The next step, as Susan knows too well, is the question gauntlet. See if you can tell where my biting, impatient sarcasm kicked in:
What is your name? Long-time customer who’s always right. Call me “Your Excellency”
What is your quest? Defraud my account
What is your favorite color? Of what?
What is your birth date? The same it was ten minutes ago.
Can you name a most recent purchase? Plans for world domination
What state was your social security card issued? I don’t now. Shall I google it?
What was the ZIP+4 for the house that your parents lived in when they were first married? That’s a trick question.
What is the length of a curling sheet? 146 feet or “I don’t effing care.”
Pull my finger. No.
Who is John Galt? What is the sound of my Rearden Metal bat smashing your computer into bits because you asked me another stupid question?
He reluctantly revealed there was a pending $302.55 purchase made early Monday morning from a company I’d never heard of. I explained that this was my Internets card and I’d been camping far, far away from the tubes. “Alan” was not offering any theories on the vector or what to do now. I went for the obvious: cancel my card.
It’s only a matter of time when someone at the B-school loses a laptop with information on it.

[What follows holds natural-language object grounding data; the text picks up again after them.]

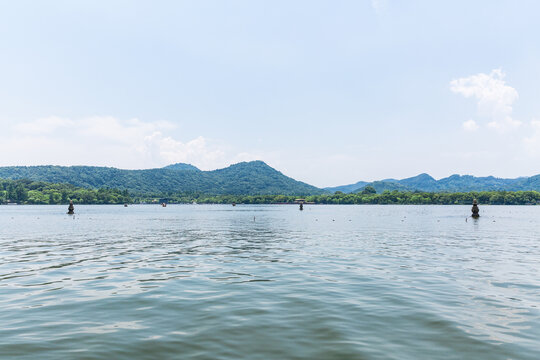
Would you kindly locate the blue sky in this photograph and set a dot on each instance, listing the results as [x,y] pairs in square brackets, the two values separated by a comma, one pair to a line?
[328,92]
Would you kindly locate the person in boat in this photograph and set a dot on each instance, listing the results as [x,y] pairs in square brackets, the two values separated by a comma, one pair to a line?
[475,210]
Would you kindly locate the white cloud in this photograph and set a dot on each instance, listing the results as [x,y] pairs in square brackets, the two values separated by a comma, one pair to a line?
[107,141]
[470,125]
[494,98]
[378,5]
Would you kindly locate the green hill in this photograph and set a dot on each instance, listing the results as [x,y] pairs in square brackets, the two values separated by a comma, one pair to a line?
[246,178]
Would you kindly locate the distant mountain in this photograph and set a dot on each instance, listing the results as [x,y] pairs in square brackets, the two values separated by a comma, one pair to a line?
[347,188]
[247,178]
[453,183]
[181,166]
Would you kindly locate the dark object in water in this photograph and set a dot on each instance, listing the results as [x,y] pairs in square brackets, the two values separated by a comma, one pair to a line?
[71,208]
[475,210]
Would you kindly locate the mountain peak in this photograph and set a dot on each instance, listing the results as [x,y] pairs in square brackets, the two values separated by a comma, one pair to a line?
[181,166]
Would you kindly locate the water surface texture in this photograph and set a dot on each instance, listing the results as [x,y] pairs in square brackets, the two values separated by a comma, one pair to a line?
[269,282]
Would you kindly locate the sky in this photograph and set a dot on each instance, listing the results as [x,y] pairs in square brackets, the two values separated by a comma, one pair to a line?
[327,92]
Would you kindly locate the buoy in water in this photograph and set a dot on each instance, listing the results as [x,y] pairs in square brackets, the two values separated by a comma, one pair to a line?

They’ve already effed up by mailing a spreadsheet with all the alumni contact information — the person sending it intended to use it as source data for an Outlook-generated mass-mailing.
Earlier in the year, I received notification that tapes containing my unencrypted (former) employee information “fell off a truck.” It’s time to avail myself of the year’s worth of monitoring service and file a fraud alert. (Be alert: the world needs more lerts.)